Comparing Multiple Targets

When comparing different models, prompts, or configurations, use targets to organize your results. Both SDKs provide a target() / withTarget() context that automatically captures latency and enables context inference.
Use evaluation.target() for automatic latency capture and context inference:
evaluation = langwatch.experiment.init("model-comparison")

for index, row in evaluation.loop(df.iterrows()):
    def compare_models(index, row):
        # Evaluate GPT-5 with automatic latency tracking
        with evaluation.target("gpt5-baseline", {"model": "openai/gpt-5"}):
            response = call_openai("gpt-5", row["question"])
            evaluation.log_response(response)  # Store the model output
            # Target is auto-inferred inside target()!
            evaluation.log("accuracy", index=index,
                          score=calculate_accuracy(response, row["expected"]))

        # Evaluate Claude with automatic latency tracking
        with evaluation.target("claude-experiment", {"model": "anthropic/claude-4-opus"}):
            response = call_anthropic("claude-4-opus", row["question"])
            evaluation.log_response(response)
            evaluation.log("accuracy", index=index,
                          score=calculate_accuracy(response, row["expected"]))

    evaluation.submit(compare_models, index, row)
evaluation.target() automatically captures latency, creates isolated traces per target, and enables context inference so log() calls don’t need explicit target parameters.
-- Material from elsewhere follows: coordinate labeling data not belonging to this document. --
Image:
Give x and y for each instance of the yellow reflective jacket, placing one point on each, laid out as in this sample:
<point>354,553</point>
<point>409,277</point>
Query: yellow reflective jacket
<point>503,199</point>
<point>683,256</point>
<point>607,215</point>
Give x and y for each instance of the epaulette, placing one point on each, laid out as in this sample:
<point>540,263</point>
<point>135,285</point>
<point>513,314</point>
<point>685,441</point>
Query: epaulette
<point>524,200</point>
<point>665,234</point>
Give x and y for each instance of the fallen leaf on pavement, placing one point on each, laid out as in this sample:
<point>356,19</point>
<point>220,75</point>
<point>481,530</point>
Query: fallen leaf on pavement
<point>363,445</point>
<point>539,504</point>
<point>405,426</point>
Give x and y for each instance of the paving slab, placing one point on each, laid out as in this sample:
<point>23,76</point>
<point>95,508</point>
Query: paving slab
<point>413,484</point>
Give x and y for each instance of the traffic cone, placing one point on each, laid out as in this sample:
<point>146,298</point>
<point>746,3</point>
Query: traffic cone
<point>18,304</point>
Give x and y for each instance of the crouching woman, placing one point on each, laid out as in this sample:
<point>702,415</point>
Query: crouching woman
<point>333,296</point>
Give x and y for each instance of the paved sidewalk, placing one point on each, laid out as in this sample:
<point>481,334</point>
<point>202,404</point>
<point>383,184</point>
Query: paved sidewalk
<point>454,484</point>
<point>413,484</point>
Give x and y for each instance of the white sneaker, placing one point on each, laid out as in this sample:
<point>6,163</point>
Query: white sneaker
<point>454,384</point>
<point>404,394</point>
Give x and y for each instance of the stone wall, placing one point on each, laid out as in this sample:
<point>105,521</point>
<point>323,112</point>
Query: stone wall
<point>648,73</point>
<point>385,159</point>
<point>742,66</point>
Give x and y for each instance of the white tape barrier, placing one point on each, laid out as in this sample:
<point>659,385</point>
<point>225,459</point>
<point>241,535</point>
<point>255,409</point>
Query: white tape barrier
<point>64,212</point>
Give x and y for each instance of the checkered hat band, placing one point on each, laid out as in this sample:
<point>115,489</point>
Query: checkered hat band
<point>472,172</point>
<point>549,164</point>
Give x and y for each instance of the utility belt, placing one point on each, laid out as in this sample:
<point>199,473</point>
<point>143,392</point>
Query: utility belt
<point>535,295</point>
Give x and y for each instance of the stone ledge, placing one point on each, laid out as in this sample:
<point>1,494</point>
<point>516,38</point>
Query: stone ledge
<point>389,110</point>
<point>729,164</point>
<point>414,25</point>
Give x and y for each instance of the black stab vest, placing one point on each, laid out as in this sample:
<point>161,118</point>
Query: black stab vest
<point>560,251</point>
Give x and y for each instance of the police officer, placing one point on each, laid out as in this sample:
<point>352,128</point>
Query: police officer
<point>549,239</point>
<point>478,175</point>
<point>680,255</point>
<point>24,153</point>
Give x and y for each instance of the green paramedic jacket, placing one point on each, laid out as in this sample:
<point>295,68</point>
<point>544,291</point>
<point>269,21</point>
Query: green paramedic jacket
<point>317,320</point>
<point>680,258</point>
Use log_response() to store the model’s output.
Alternatively, use the target parameter directly with evaluation.log():
evaluation.log(
    "accuracy",
    index=index,
    score=0.95,
    target="gpt5-baseline",
    metadata={"model": "openai/gpt-5", "temperature": 0.7}
)

Target Registration

The first time you use a target name, it’s automatically registered with the provided metadata:
# Using target() - metadata is set when entering the context
with evaluation.target("gpt5", {"model": "gpt-5", "temp": 0.7}):
    evaluation.log_response("AI response here")  # Store the output
    evaluation.log("latency", index=0, score=150)  # target auto-inferred
    evaluation.log("accuracy", index=0, score=0.95)  # target auto-inferred

# Or using explicit target parameter (without target() context)
evaluation.log("latency", index=0, target="gpt5", metadata={"model": "gpt-5", "temp": 0.7})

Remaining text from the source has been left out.